On May 9, 2016, the planet Mercury passed directly in front of the sun (visible as a small black dot on the sun’s face). The whole event lasted seven and a half hours. However, in this part of Chile the initial stages (first and second contact) took place shortly before sunrise, and were therefore not visible. We had quite some clouds on that day, but I was lucky and could watch and photograph most of the transit. Transit in progress; Mercury and sunspots. Mercury is leaving the sun’s disk (third contact). A 100 % crop of the above picture. Sun halo during the transit. My setup for the transit (8″ TEC APO, 1600mm, f 8, Baader AstroSolar Safety Film).
The Polloquere hot springs are located at 4318 meters in the Salar de Surire in northern Chile (Parinacota region). This is a very remote area that can only be reached by offroad vehicles on rather precarious roads (don’t forget to bring extra gas and lots of water). The thermal water is moderately to very hot, and thus perfect to warm up in cold temperatures. During our stay at the hot springs we had a full moon. Although this is not ideal for astro photography, it nevertheless illuminated the landscape nicely and gave the sky an appealing blue tint. Rise of the full moon. The two brightest stars of the nightsky, Sirius (right) and Canopus (left) are setting. The Big Dipper, but on its head. Great campsite with lots of parking available. Frozen windows in the morning. Moon setting. Sun rising. The moon is setting behing the ridge on the right, while the first rays of the sun illuminate the mountain on the left. Lovely morning scenery.

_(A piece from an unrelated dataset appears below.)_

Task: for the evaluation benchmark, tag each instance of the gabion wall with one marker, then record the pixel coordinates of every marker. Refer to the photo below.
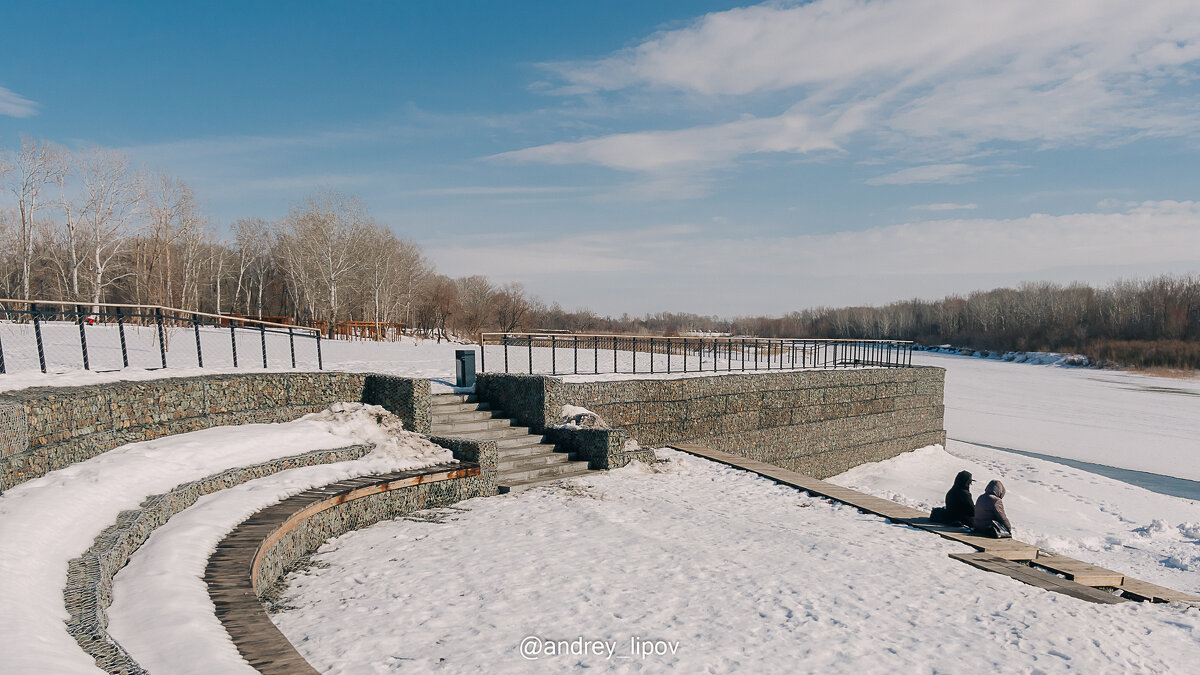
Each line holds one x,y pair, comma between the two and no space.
820,423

I was very lucky and could to join a daytime visit to the Atacama Large Millimeter/submillimeter Array (ALMA). ALMA is located at 5000 meters altitude on the Chajnantor plateau in the Atacama desert. It consists of 66 high-precision radio telescopes, that have a diameter of 12 and 7 meters, and that can be spread over distances of up to 16 kilometers. ALMA is used to study light from some of the coldest objects in the universe, thus providing insights into our cosmic origins. In order to reach the ALMA high site you have to undergo some rigorous medical checks at the OSF (Operations Support Facility) located at 2900 meters and endure a bus ride, which completes the ascend to 5000 meters in 45 minutes.